BY ROBERT ROMANO| MAY 14, 2014
Last month's 1 million missing workers:
Who were they?
In April, according to the Bureau of Labor Statistics, the amount of people with jobs decreased by 73,000.
Yet, we are to believe that the unemployment rate dropped, from 6.7 percent to 6.3 percent.
These are two irreconcilable data points. So, how did it happen?
964,000 people left the civilian labor force, which is to say, they gave up looking for work. We would add, because there isn't any to be found.
This led to a 62.6 percent labor participation rate — which puts it back to levels only seen twice since 1978.
You see, if you are one of the jobless who simply gives up hope, you don't count anymore. Not according Erica "Commie Youth Camp" Groshen's reading of jobs data.
So, who left the labor force? 478,000 were aged 16-24. 472,000 were aged 25-54. That is 950,000 people, or more than 98 percent of the net total.
Put another way, labor force non-participation increased by 0.36 percentage points. According to an Americans for Limited Government analysis of government data, 0.18 points of that came from 16-24 year olds, and another 0.18 points came from 25-54 year olds.
Those aged 55 and older was a wash. While 101,000 aged 55-64 dropped out of the labor force, this was offset by those 65 and over staying in the labor force longer. Not in labor force seniors decreased by 86,000, while those in the labor force increased by 163,000.
There was no retirement wave last month. The labor force exodus was owed entirely to Americans in their prime working years who either are failing to enter the labor force, or have lost their jobs and gave up looking for another one.

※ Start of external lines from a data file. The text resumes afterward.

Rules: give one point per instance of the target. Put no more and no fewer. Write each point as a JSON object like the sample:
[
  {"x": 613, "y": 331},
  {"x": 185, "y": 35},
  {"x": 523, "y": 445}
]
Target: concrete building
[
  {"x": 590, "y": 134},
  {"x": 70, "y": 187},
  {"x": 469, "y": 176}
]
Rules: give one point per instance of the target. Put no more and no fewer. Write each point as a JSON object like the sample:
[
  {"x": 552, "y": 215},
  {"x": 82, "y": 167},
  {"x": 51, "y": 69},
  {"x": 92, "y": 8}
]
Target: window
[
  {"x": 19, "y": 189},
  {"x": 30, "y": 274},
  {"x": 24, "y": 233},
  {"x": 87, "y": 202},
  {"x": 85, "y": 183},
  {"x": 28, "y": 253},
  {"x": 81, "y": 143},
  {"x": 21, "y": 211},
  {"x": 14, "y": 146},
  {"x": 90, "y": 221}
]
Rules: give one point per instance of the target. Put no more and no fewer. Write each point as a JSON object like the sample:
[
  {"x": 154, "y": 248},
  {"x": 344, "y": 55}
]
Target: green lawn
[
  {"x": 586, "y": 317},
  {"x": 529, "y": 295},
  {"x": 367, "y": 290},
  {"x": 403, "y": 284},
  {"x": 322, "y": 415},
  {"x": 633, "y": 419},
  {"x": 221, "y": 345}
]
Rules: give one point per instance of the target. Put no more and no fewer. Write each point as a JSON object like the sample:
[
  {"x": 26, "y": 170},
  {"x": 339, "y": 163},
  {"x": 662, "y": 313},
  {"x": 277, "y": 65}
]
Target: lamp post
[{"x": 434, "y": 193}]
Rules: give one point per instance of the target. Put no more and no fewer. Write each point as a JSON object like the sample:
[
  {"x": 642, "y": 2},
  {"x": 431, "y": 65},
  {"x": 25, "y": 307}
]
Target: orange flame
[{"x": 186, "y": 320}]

Such is the state of the U.S. economy, where no matter how much money the Federal Reserve prints, or how much money the government spends, we cannot get out of this depression.
As for why there is no work to be found right now and why the economy only grew in the first quarter at a 0.1 percent annualized rate, one needn't look any further than the policies that have come out of Washington, D.C. since the financial crisis almost 6 years ago.
Banks were bailed out with more than $1.6 trillion from the Fed to buy back worthless mortgage backed securities from the housing bubble, and as a result the market never found its bottom. We've been trying to grow off a mountain of debt that can never possibly be paid back, when it would have been better to let the losses be felt and let the chips fall where they may.
We might already be back to robust growth but for that.
Add to that the job-killing regulations stemming from the Environmental Protection Agency's (EPA) carbon endangerment finding, and from Obamacare's many mandates, plus the ever-escalating cost of doing business in the U.S. versus overseas, and it is easy to see why capital is flowing elsewhere.
This is a post-growth economy that has uprooted its capacity to produce goods here and has sacrificed its cost competitiveness on the altar of credit creation and excessive regulation. It has hollowed us out and increased the dependence of millions on government for sustenance.
And until those underlying facts change about our economy, the welfare state is here to stay and the youth of America will continue to spend the best years of their lives waiting for real opportunity.
Robert Romano is the senior editor of Americans for Limited Government.